Geo Group’s stock is down more than 10% this year, and CoreCivic has shed more than 7% of its value. The value of both firms had exploded by more than 80% in the days after Trump won a second term.
The public valuation of Core Civic, which has faced growing scrutiny after multiple deaths of detainees at its facilities, has held up better than Geo Group, which has given back all of its post-election bump.
After Trump’s reelection and the stock rally, Geo Group's then-CEO, David Donahue, called the moment unparalleled.
“We believe the scale of the opportunity before our company is unlike any we've previously experienced,” he said on the firm’s Feb. 27, 2025, earnings call. Donahue was replaced by George Zoley, Geo Group’s founder and executive chairman, last month.
The Trump administration has moved to quickly award contracts and initially said it wanted facilities open within 60 days of an award but extended the timeline after complaints from applicants, the Post reported.

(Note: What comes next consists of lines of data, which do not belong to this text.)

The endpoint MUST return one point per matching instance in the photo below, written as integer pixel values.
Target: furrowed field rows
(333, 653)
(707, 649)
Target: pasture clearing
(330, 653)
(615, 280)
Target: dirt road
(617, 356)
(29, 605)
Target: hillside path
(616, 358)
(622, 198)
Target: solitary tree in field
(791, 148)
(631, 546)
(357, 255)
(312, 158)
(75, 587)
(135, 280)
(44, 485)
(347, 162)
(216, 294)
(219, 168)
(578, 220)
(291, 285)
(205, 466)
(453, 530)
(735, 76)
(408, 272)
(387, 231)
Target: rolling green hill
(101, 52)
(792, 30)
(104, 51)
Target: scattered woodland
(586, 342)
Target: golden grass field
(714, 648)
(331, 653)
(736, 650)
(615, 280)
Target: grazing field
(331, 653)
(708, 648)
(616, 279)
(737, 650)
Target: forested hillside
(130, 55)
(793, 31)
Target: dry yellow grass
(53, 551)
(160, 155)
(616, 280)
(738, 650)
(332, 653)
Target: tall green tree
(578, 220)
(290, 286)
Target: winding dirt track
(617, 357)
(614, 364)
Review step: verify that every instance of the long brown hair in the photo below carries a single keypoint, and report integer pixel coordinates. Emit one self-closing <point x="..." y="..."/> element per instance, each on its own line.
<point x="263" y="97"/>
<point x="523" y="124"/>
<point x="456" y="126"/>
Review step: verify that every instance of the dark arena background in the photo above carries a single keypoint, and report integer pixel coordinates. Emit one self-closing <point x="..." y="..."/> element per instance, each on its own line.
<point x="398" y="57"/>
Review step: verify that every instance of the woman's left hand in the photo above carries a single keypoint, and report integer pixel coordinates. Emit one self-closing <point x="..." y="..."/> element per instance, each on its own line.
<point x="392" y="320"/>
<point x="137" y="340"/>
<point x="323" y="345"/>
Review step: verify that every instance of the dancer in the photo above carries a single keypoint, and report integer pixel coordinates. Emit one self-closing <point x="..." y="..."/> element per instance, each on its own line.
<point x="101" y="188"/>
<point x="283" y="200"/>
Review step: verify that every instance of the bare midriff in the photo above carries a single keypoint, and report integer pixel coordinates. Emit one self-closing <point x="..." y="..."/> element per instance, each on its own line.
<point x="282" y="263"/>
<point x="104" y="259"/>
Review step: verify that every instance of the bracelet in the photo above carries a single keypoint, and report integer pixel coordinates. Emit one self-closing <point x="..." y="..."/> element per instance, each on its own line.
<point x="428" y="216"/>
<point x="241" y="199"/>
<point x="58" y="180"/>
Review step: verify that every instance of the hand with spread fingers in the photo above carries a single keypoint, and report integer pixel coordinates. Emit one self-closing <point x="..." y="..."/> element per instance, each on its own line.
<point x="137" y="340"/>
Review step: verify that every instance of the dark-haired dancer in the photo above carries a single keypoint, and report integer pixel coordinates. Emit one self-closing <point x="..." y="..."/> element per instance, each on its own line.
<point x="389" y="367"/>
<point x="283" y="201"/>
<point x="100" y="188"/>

During a scathing hearing earlier this month, former Homeland Security Secretary Kristi Noem was grilled over the price the government was paying to acquire warehouses. Noem, who was also facing bipartisan backlash to a $220M ad blitz that she was heavily featured in, was pushed out of the top spot last week.
She's the first member of Trump's cabinet to exit in his second term and will be replaced by Sen. Markwayne Mullin if he's confirmed by the Senate.